Translate

venerdì 11 aprile 2014

MITJET ANCHE IN ITALIA

(11/4/2014) – Se ne è cominciato a parlare a Vallelunga, in occasione del recente Roma Festival of Speed, quando la Mitjet è stata presentata ad un pubblico di addetti ai lavori e a migliaia di appassionati. In Italia arrivano grazie alla Motorquality S.p.A., in qualità di importatore ufficiale, e alla AS Sport Service, nel ruolo di organizzatore. Di cosa si tratta? E’ una nuova categoria automobilistica, già in grande spolvero in Francia, Spagna e Russia, basata su un pacchetto tecnico “di assoluto interesse e un imbattibile rapporto costi/prestazioni” – illustrano i referenti tricolori – ma “la caratteristica più importante della Mitjet, come auto da corsa, è quella di mettere al centro il piacere assoluto di guida grazie ad un grande equilibrio dinamico e sincerità nei comportamenti”.  Ma come sono fatte le silhouette francesi?
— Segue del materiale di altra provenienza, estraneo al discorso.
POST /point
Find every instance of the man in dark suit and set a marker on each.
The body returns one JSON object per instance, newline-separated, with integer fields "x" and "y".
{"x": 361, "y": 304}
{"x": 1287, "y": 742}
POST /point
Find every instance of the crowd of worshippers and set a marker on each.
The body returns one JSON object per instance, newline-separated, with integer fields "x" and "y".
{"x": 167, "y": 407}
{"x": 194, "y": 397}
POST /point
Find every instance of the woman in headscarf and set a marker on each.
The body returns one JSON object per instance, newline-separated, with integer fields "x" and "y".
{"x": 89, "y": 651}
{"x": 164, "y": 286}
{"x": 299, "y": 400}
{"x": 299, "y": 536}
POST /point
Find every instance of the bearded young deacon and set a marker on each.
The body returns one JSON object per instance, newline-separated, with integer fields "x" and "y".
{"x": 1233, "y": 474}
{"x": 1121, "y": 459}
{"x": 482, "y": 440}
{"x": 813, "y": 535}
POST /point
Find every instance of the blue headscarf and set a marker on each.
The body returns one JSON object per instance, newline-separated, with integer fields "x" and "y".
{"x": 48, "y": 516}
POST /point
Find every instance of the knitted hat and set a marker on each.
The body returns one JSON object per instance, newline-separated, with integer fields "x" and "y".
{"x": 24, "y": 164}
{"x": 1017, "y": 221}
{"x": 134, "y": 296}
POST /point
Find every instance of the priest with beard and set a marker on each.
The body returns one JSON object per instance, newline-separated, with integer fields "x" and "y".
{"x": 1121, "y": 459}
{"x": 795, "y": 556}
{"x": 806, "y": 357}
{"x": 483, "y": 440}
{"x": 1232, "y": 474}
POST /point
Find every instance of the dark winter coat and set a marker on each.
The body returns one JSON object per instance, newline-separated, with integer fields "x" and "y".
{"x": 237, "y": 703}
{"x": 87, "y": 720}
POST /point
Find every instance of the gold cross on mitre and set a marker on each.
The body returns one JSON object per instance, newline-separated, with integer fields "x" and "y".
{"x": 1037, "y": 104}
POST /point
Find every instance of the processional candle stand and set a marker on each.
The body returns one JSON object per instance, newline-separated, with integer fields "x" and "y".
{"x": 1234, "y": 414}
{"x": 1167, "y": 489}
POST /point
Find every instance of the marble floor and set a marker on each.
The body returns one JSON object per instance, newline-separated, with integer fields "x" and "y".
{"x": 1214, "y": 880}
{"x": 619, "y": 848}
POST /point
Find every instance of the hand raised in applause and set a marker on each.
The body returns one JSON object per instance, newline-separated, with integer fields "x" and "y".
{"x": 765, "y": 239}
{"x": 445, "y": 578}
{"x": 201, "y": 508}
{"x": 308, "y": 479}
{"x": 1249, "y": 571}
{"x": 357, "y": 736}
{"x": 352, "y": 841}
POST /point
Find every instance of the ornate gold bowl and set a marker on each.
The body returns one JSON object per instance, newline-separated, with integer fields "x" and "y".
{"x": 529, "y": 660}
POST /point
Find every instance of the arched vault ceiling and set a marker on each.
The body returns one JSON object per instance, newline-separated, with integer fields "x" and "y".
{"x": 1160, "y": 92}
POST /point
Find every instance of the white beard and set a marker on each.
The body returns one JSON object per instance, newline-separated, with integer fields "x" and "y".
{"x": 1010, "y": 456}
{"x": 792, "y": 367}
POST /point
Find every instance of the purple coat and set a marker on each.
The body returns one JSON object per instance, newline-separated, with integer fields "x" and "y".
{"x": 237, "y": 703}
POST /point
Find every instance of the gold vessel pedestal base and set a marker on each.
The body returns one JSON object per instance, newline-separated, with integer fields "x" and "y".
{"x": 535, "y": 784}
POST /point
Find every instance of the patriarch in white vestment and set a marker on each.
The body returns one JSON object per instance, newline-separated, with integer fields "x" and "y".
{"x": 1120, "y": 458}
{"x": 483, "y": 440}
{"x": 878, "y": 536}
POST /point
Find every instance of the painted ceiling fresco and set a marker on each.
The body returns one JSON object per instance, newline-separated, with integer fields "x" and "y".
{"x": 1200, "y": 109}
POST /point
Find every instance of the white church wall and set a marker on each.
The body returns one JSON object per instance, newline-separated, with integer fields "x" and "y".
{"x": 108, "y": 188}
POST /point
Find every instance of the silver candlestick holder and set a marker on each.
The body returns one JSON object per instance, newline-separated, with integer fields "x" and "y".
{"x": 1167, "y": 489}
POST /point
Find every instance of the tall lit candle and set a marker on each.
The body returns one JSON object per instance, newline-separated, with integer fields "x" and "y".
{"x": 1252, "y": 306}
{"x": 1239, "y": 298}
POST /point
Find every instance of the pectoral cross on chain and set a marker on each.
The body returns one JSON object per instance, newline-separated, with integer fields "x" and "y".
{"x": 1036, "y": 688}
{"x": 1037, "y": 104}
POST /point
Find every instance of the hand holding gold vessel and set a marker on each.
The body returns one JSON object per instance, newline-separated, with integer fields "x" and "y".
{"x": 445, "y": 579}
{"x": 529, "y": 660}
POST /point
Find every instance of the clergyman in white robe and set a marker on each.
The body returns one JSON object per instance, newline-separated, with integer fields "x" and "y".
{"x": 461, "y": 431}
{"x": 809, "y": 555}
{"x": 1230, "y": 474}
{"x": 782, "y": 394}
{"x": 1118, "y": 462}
La Mitjet nasce nei reparti R&D della Tork Engineering reparto Racing della multinazionale francese Poclain Hydraulics leader nelle trasmissioni di potenza idrauliche. Trai tanti progetti realizzati nel corso degli ultimi decenni troviamo La Mini e la Dacia Duster della Pikes Peak, le Mégane Trophy, gran parte delle auto del Trophée Andros (Francia) ed ancora i telai WRC della 206 e della 307. La Tork è anche specializzata nella realizzazione di prototipi per le case automobilistiche come....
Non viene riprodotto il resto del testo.